Datafest, a recent event at The Shard in London, marked the culmination of a 12-week effort by students participating in the 2023 Data Science for Social Good (DSSG) Summer Fellowship programme at the University of Warwick, supported by the London Mathematical Laboratory.
These activities are part of the larger Data Science for Social Good (DSSG) international programme, which originated at the University of Chicago in 2013. DSSG aims to equip data scientists with skills to tackle pressing societal issues.
At Datafest, students reported on four specific projects which were undertaken this summer. This blog post briefly examines some of the progress made in one project focussing on improving predictions of deforestation in the Brazilian Amazon.

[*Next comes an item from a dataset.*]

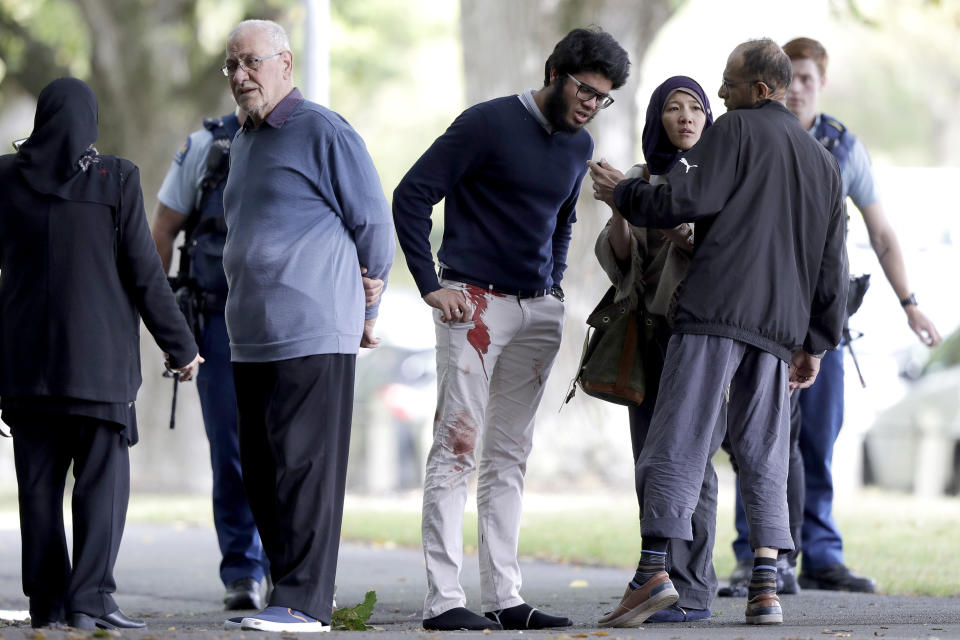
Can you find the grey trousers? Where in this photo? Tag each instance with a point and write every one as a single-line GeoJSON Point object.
{"type": "Point", "coordinates": [689, 562]}
{"type": "Point", "coordinates": [683, 437]}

Deforestation in the Brazilian Amazon is a global concern, with devastating impacts on climate change and biodiversity. The Amazon rainforest lost approximately 9% of its territory, equivalent to the size of France, between 2001 and 2020. Recognizing the gravity of this issue, the DSSG project partnered with UN-REDD, the United Nations Programme on Reducing Emissions from Deforestation in Developing Countries.
LML Fellow Mark Buchanan learned about some of the project activities from Jack Buckingham of the University of Warwick, a Technical Mentor in the project.
Mark Buchanan: “How did this project originate? And what were its aims?”
Jack Buckingham: “Representatives of the UN-REDD programme came to us with the problem of predicting deforestation in Brazil and Indonesia. They wanted to get more accurate predictions than already exist and a better understanding of the key drivers behind deforestation.”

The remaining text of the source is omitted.